With three of this year's 23 races complete, Leclerc has a 46-point lead over Verstappen -- a margin larger than either Verstappen or Lewis Hamilton had over one another at any point in last year's championship battle.

The reason for the gap is clear. Two retirements from second place -- the most recent of which came on Lap 38 of Sunday's Australian Grand Prix -- means Verstappen has sacrificed at least 36 points to Leclerc through reliability in just three races. Give him those back, plus a point for fastest lap here or there, and the gap between the two would be in single figures.

The missed opportunities are not lost on either Verstappen or Red Bull.

"We are already miles behind," Verstappen said after retiring on Sunday. "I don't even want to think about the championship fight at the moment; it is more important to finish races.

"Of course, today was in general a bad day again. Not really having the pace, I was just managing my tyres to bring it to the end. It looked like an easy P2 anyway and I knew I could not fight Charles, so there was no point in trying to put pressure on him. We didn't even finish the race, so it is pretty frustrating and unacceptable."

Red Bull team principal Christian Horner added: "It is totally understandable, his frustration. That was a really, really disappointing result not to finish the race.

"I mean, we don't know what the issue is yet. I don't think it's actually engine related. I think it might be a fuel issue, but we need to get the car back, we need to be able to look at what's exactly happened."

But Verstappen's misfortune should not take anything away from the performance of Ferrari and Leclerc this year. Even before Verstappen's retirement, Leclerc had the race under control in a way he hasn't experienced in any of his three previous wins in Formula One.

"It was the first race where we could control a little bit the gap, and honestly, what a car I had today," he said after the race. "Of course I did a good job all weekend, but it was not possible without the car and this weekend, especially on race pace, we were extremely strong.

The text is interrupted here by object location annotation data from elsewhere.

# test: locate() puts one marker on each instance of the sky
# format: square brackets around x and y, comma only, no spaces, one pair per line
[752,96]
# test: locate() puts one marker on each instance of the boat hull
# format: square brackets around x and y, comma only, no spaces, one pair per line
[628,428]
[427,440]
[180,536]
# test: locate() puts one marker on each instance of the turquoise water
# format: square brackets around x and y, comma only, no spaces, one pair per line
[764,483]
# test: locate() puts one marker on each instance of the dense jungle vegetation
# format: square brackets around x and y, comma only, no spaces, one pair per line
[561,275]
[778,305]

"The tyres felt great from the first lap to the last lap. We were managing the tyres extremely well. And I'm just so happy."

Of course, it's still early in the season. A gap of 46 points could be overturned in just two races if Leclerc fails to finish and Verstappen wins, but more likely it will take 10 or so races, assuming Verstappen starts to regularly outperform Leclerc. Considering there are 20 races left, it's perhaps not as big a disaster as it first seems, but it's clear Red Bull must get on top of its reliability issues immediately -- hence Verstappen's comments.

For Leclerc, however, a championship lead of this size is virgin territory. In fact, he has never led an F1 championship prior to this season and has very rarely had such a competitive car at his disposal. But years of championships titles in the junior series prior to F1 means he is not entirely unprepared, and he has already adapted his approach to the championship campaign.

"I've been in this situation in the junior categories before but then to be in this situation in Formula One means a lot, and especially after the last few years, and especially with a team like Ferrari," Leclerc said on Sunday. "So it feels incredible.

"The mindset is a bit different compared to the last two years because now I know that underneath me I've got a car that is capable of winning and I don't really have to overdo things or to do something extremely special and spectacular to actually get one or two positions, because I know that it's in the car and I just have to do the job. So the mindset is a little bit different this year.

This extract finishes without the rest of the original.